I'm starting to realize that this feeling isn't exactly unique to me. I saw my bestie Josephine this weekend and we ended up on the topic of our immeadiate futures. She's in production too and landed herself a full-time job as an office PA. Jo and I probably have similar goals. She has such a bubbly, vivacious personality and people are just immeadiatly drawn to her. Sometimes I think that she should be in front of the camera instead of behind it. She would be an amazing on-air interviewer or even a entertainment journalist (as proven by her short-lived college radio show called E-buzz). But instead she's milling along the office trail like me. At least she's getting paid for it.
During the talk about our futures, she brought up an interesting note. She said to me "I'm so impressed by your optimism". Optimism? I've always considered myself a pessimist and I'm never surprised when shit hits the fan. The universe has a tricky way of fucking with me, so I'm rarely surprised by the dilemmas that I deal with on a regular basis. When Jo referred to my optimism, I had to ask her what she meant by that. She said that she knows so many people whose lives aren't going the way that they intended and have become so depressed, but somehow, I've managed to keep it from getting me down. It was in that moment that I realized two things. 1. Every postgraduate feels a sense of darkness. Whether it's because you're unemployed or you have the job of your dreams, becoming an adult has this looming sense of finality. It's as if we're supposed to be adults overnight.

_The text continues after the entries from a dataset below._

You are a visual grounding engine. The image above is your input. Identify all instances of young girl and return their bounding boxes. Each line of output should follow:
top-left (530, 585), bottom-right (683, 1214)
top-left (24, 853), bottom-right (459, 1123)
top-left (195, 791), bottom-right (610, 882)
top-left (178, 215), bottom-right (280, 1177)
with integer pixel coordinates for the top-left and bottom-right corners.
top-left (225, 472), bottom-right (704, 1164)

My friend Jason, whom I've become serious texting buddies with, sent me a bbm that read "ive been struggling with the whole thing, i feel like my whole existence is a big joke". This was after I made fun of him for contemplating becoming on the enemy: a banker. But I see why he would consider it. Why not work a soul-less job and make lots of cash, when you feel empty inside now and aren't making the big bucks. If money can't buy you happiness, then what can? We're all struggling with the reality of ourselves and the dream of ourselves. When they don't align, the sense of failure is almost unbearable.

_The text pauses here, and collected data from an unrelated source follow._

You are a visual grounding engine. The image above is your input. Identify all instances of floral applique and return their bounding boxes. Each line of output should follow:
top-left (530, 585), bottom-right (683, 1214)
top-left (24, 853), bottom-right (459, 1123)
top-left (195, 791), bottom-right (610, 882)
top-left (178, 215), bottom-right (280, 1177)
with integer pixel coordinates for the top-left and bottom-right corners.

The other thing I learned was that I was unhappy. I hadn't really realized it until Jo pointed it out, but there's a definite sense of unhappiness that is flooding through my veins. I think I hadn't realized earlier was because of the immense fatigue I've been experiencing. Without time to actually sit and gather my thoughts, I never realized that I was on a course that wasn't going to lead me to the Emerald City. This is how it happens. THis is how someone remains an office assistant for forty years. This is how a college graduate with a Ph.D ends up being a personal assistant to some big name executive. When you don't have the time to reflect, you never see what's really there.
This thought has terrified me since leaving Jo. I'm starting to see the cracks in everyone's life. One of our friends just moved to China because she needed a break from the post-college depression. It can be overwhelming at times. Although I don't think I'll go that far, I can see the temptation. Running away from my problems sounds amazing right now. The only real issue is that I'll have to run back to them at one point. I can't run away from growing up.

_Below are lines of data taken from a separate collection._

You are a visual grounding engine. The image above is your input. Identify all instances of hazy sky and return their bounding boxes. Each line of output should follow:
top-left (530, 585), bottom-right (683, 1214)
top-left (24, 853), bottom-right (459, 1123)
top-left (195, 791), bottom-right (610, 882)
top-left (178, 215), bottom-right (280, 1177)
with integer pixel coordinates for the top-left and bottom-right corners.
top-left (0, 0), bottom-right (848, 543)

And now I've been offered this job and I'm hesitant to take it. It would be a wonderful opportunity for me to the side the business side of production and to be more hands-on in the process, but if I do this, will it be me giving up on my other goals? Will I be settling and just following the structured path? I want it all, I just don't know how to get there. That's probably the root of all depression. The acknowledgment that you don't know how to save yourself.